Another test, another dollar spent (actually tens of millions), another long-range missile interceptor misses its target. Following two failures of the Exo-atmospheric Kill Vehicle in January and December 2010, the Pentagon has directed Raytheon to cease delivery of this missile interceptor.
The “kill vehicle” is an integral part of the ground-based mid-course system that the U.S. government has spent billions developing, despite its spotty track record. The purpose of this device, an interceptor, is to take out long-range missiles, sent by hostile actors (cough, North Korea, cough, Iran), to prevent missiles coming anywhere near U.S. soil.
Despite recently updating the kill-vehicle (making it Raytheon’s most advanced anti-missile device) it has only passed one out of three tests. The original and updated versions have failed seven out of fifteen tests. I wouldn’t bet my security on a 53% success rate.
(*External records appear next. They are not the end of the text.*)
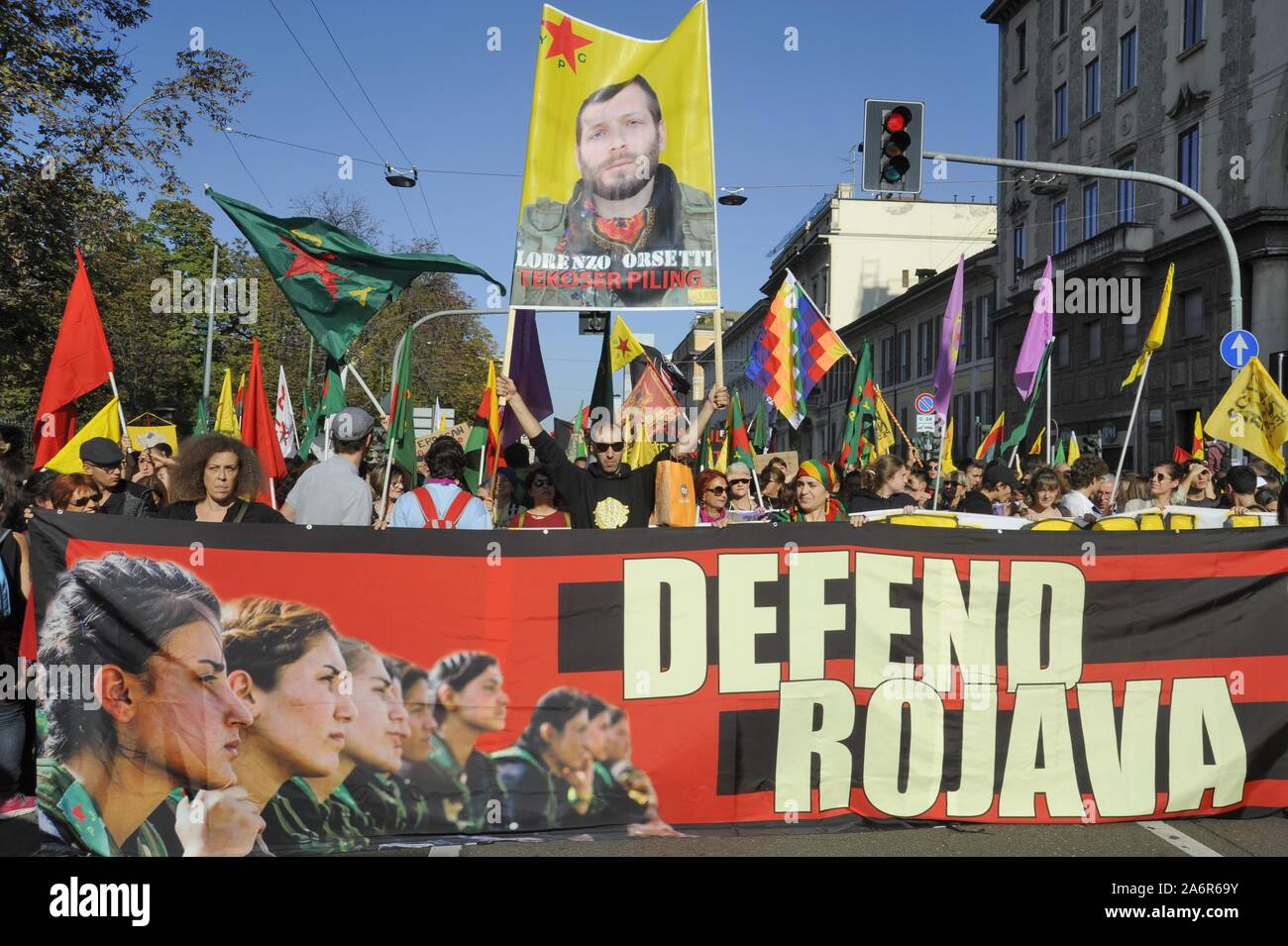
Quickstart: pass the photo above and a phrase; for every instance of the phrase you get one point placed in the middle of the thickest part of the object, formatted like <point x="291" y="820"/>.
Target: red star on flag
<point x="316" y="265"/>
<point x="565" y="42"/>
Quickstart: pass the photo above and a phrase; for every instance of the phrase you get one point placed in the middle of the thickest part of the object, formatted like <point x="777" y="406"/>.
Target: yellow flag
<point x="226" y="415"/>
<point x="625" y="347"/>
<point x="1154" y="340"/>
<point x="885" y="430"/>
<point x="106" y="422"/>
<point x="947" y="467"/>
<point x="1253" y="415"/>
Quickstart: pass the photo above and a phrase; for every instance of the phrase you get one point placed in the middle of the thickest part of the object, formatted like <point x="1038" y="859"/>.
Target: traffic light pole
<point x="1083" y="170"/>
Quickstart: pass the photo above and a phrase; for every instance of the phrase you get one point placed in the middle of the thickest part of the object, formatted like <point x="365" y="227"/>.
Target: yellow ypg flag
<point x="1253" y="415"/>
<point x="226" y="416"/>
<point x="617" y="209"/>
<point x="623" y="345"/>
<point x="106" y="422"/>
<point x="947" y="467"/>
<point x="885" y="430"/>
<point x="1154" y="340"/>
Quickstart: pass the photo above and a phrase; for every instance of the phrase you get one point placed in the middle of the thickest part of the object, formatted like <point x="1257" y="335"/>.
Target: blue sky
<point x="782" y="119"/>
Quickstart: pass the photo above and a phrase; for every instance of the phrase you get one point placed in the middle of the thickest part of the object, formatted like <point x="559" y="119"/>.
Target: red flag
<point x="259" y="431"/>
<point x="81" y="362"/>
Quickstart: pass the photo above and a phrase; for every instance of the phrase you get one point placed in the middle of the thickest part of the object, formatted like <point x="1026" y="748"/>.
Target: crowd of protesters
<point x="415" y="769"/>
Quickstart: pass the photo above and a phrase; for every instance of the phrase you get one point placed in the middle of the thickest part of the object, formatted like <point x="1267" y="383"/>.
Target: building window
<point x="1090" y="211"/>
<point x="1059" y="218"/>
<point x="1061" y="349"/>
<point x="1127" y="62"/>
<point x="984" y="327"/>
<point x="1188" y="162"/>
<point x="1193" y="24"/>
<point x="1127" y="196"/>
<point x="1192" y="304"/>
<point x="1091" y="89"/>
<point x="1061" y="112"/>
<point x="1095" y="341"/>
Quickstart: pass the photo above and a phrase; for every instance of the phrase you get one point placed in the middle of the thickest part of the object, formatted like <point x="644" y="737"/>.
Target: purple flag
<point x="949" y="340"/>
<point x="1035" y="338"/>
<point x="528" y="372"/>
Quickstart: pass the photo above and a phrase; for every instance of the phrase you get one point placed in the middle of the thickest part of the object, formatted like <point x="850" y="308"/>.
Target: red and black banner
<point x="819" y="672"/>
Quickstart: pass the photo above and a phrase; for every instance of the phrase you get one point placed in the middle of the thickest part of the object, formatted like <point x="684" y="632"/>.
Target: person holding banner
<point x="161" y="713"/>
<point x="608" y="494"/>
<point x="217" y="480"/>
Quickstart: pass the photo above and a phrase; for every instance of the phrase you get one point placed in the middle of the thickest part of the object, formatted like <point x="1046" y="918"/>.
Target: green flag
<point x="1021" y="429"/>
<point x="758" y="433"/>
<point x="854" y="444"/>
<point x="334" y="280"/>
<point x="402" y="430"/>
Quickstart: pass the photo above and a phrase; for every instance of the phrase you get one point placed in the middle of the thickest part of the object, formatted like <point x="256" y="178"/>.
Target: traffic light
<point x="892" y="146"/>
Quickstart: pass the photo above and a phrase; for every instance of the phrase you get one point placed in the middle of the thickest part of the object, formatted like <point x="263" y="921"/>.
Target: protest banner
<point x="617" y="207"/>
<point x="795" y="675"/>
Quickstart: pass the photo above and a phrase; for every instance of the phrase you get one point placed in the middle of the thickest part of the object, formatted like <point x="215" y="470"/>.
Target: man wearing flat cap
<point x="334" y="491"/>
<point x="103" y="463"/>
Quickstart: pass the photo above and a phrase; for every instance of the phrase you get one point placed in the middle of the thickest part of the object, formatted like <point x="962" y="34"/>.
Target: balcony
<point x="1125" y="244"/>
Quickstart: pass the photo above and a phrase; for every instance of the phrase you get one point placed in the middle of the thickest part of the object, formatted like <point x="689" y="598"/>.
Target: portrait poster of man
<point x="617" y="207"/>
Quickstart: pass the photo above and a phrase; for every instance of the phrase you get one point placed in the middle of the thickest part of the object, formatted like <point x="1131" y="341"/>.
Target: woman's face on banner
<point x="375" y="736"/>
<point x="482" y="703"/>
<point x="187" y="719"/>
<point x="420" y="719"/>
<point x="303" y="719"/>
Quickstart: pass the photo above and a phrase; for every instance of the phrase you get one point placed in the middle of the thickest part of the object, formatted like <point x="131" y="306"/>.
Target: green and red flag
<point x="402" y="429"/>
<point x="334" y="280"/>
<point x="863" y="405"/>
<point x="483" y="444"/>
<point x="988" y="447"/>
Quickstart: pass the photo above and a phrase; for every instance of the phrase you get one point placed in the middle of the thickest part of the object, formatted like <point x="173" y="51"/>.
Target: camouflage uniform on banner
<point x="389" y="806"/>
<point x="297" y="822"/>
<point x="69" y="822"/>
<point x="460" y="794"/>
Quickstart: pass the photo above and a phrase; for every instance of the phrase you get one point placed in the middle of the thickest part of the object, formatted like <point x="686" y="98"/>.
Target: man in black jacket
<point x="609" y="494"/>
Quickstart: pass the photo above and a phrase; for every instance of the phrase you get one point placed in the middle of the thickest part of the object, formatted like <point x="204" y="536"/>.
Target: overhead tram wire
<point x="378" y="117"/>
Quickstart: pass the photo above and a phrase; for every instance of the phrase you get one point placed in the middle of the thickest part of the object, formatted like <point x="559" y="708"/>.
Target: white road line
<point x="1177" y="838"/>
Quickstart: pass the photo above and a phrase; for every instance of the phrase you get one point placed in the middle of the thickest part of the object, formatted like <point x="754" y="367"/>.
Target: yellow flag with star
<point x="1253" y="415"/>
<point x="623" y="345"/>
<point x="1154" y="340"/>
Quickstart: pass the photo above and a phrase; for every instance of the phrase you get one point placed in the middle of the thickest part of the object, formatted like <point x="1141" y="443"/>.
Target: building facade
<point x="1190" y="89"/>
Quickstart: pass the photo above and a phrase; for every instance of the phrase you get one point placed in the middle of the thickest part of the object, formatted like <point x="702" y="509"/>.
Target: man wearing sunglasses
<point x="608" y="494"/>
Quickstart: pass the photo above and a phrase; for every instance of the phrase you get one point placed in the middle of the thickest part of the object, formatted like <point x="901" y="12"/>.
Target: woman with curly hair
<point x="217" y="480"/>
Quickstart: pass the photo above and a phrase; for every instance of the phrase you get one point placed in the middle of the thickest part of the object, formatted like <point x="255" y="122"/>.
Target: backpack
<point x="449" y="519"/>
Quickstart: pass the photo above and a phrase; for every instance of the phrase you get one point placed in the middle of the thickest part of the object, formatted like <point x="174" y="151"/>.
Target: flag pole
<point x="1131" y="422"/>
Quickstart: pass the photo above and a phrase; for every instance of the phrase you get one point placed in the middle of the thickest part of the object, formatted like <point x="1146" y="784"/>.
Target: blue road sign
<point x="1237" y="347"/>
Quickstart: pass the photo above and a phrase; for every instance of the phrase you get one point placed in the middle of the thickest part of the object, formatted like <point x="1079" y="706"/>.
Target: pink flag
<point x="949" y="340"/>
<point x="1037" y="336"/>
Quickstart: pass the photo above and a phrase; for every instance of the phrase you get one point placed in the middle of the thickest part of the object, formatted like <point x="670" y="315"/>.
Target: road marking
<point x="1177" y="838"/>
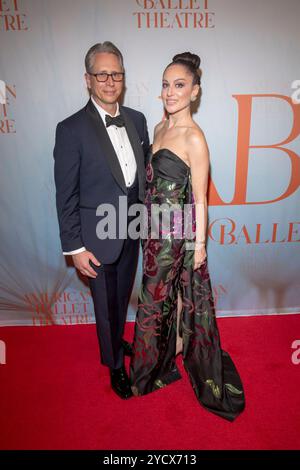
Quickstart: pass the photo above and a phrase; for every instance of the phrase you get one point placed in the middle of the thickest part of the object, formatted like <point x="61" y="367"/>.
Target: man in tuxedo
<point x="99" y="156"/>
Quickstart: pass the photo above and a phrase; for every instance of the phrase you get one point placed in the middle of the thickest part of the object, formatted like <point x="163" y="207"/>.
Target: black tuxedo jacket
<point x="87" y="173"/>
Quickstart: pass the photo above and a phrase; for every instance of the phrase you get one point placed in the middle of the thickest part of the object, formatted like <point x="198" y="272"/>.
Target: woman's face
<point x="177" y="88"/>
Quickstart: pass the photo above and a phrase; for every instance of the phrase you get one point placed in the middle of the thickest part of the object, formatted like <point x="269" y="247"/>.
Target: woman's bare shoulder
<point x="195" y="136"/>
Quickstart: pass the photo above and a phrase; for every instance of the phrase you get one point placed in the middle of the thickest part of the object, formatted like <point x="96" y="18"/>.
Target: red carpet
<point x="55" y="395"/>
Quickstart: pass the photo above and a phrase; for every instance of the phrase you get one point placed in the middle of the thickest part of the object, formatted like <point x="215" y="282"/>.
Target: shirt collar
<point x="102" y="112"/>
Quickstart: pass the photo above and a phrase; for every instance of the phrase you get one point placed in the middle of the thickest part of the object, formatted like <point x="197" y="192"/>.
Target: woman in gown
<point x="176" y="298"/>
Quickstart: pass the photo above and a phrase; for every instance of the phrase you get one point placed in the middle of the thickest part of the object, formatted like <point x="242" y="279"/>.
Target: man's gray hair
<point x="106" y="46"/>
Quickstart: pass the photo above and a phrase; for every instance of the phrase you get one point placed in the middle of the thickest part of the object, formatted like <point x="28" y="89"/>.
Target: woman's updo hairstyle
<point x="191" y="62"/>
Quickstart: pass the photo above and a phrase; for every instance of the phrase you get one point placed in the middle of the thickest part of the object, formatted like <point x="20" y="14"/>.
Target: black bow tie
<point x="114" y="121"/>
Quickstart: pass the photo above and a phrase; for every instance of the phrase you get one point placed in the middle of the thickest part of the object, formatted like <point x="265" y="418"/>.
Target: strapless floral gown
<point x="167" y="270"/>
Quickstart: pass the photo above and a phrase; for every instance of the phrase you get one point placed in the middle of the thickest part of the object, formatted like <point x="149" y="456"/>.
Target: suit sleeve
<point x="67" y="180"/>
<point x="146" y="143"/>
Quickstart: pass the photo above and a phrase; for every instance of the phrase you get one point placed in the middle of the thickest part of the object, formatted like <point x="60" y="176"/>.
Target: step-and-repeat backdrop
<point x="250" y="113"/>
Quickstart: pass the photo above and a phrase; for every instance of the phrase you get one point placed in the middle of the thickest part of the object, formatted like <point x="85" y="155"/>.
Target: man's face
<point x="106" y="93"/>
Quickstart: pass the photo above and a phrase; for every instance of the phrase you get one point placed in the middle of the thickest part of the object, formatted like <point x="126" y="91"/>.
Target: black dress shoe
<point x="120" y="383"/>
<point x="127" y="348"/>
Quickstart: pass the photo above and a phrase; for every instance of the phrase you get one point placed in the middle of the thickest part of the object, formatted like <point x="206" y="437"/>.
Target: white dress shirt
<point x="123" y="149"/>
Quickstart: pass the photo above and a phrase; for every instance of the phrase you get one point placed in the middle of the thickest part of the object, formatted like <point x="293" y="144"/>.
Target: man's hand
<point x="82" y="263"/>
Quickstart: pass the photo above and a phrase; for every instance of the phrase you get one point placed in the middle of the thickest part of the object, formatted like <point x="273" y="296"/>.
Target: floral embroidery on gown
<point x="167" y="270"/>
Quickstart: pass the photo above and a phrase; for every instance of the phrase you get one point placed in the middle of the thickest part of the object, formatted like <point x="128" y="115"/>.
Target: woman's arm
<point x="198" y="155"/>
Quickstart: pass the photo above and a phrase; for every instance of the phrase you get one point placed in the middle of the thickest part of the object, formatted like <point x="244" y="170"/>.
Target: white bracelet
<point x="199" y="244"/>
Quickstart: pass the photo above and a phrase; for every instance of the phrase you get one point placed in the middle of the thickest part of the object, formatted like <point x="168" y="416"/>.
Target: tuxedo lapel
<point x="136" y="146"/>
<point x="106" y="145"/>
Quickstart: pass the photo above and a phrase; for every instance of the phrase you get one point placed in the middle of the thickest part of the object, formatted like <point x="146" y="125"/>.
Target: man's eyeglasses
<point x="103" y="76"/>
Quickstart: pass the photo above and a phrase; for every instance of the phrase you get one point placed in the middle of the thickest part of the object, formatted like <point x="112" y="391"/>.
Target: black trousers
<point x="111" y="291"/>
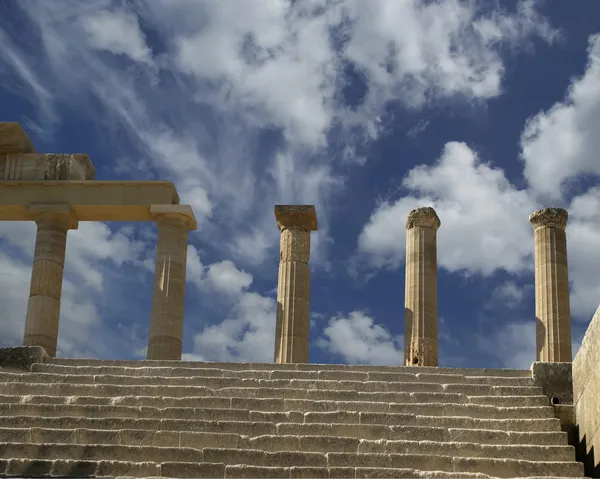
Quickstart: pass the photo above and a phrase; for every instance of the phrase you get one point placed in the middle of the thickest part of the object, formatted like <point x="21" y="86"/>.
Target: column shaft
<point x="552" y="305"/>
<point x="293" y="298"/>
<point x="292" y="327"/>
<point x="420" y="308"/>
<point x="43" y="306"/>
<point x="166" y="321"/>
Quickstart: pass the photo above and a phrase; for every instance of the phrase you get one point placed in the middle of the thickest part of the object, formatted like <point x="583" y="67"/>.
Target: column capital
<point x="296" y="216"/>
<point x="425" y="216"/>
<point x="167" y="214"/>
<point x="60" y="214"/>
<point x="549" y="218"/>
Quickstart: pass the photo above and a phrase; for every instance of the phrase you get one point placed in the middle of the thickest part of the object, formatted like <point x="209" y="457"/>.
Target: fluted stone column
<point x="166" y="321"/>
<point x="552" y="307"/>
<point x="43" y="307"/>
<point x="293" y="289"/>
<point x="420" y="304"/>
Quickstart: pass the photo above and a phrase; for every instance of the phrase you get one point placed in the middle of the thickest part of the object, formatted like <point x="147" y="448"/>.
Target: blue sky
<point x="484" y="110"/>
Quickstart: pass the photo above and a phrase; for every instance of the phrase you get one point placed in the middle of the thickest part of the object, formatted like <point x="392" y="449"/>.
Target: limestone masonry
<point x="163" y="417"/>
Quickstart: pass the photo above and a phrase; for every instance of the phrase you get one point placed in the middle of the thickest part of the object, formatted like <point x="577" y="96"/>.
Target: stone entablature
<point x="57" y="191"/>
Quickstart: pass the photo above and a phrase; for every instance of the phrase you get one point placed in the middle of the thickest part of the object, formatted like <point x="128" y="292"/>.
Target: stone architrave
<point x="552" y="306"/>
<point x="293" y="289"/>
<point x="420" y="304"/>
<point x="166" y="320"/>
<point x="43" y="307"/>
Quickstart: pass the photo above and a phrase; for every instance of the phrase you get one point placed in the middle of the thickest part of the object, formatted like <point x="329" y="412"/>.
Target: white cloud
<point x="583" y="243"/>
<point x="562" y="143"/>
<point x="358" y="340"/>
<point x="247" y="335"/>
<point x="514" y="344"/>
<point x="484" y="218"/>
<point x="117" y="32"/>
<point x="228" y="76"/>
<point x="225" y="277"/>
<point x="508" y="295"/>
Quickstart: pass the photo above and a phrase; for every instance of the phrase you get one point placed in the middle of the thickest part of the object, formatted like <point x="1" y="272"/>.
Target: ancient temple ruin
<point x="163" y="417"/>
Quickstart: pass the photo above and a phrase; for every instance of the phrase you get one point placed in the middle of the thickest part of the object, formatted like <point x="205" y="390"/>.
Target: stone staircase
<point x="97" y="418"/>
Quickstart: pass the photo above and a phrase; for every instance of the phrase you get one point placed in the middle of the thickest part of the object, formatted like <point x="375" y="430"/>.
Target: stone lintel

While the launch and release segments of January’s test worked, in the last seconds the interceptor did not hit its target. The kill-vehicle and the mobile radar system, the Sea-based X-band, were blamed for the failure, but in the December breakdown, only the interceptor failed. An investigation of the malfunction is ongoing, but these tests spell major problems with the device.
I’ll add that you and I contribute financially to each test, which run about $150 million an attempt. Boeing (for whom Raytheon is working on this contract) spokesperson Jessica Carlton did not comment on whether Raytheon will face fines for the test failures/wasting my money.
The Government Accountability Office has called on the Missile Defense Agency to continue reforms in transparency and accountability in order to demonstrate system performance before the missile defense production and acquisition resumes. That’s great, except you and I have already bought at least 52 of these kill-vehicles from Raytheon at $20-$25million a head. Carlton also would not say how many more kill-vehicles the Missile Defense Agency contracted Raytheon to build.
There is no set schedule for recommencing delivery of the kill-vehicle because it is contingent on the results of the December failed-test investigation. However, the Missile Defense Agency doesn’t seem disheartened by the test failures and has allowed Raytheon to keep working on parts of the kill-vehicle that did not fail during the test. This way, Raytheon can restart production quickly as soon as the investigation is complete and the agency can start stocking up again. Such confidence seems unfounded considering that the interceptor has not been able to even find an incoming test ballistic missile in the air, let alone disable it, which demands hitting an area, just a few centimeters wide.
For similar overconfidence, see knee-jerk Republican endorsement of Missile Defense.
Update: The sea-based inter-ballistic missile component of this mid-course missile defense system successfully intercepted an intermediate-range missile for the first time during a test April 15,2011.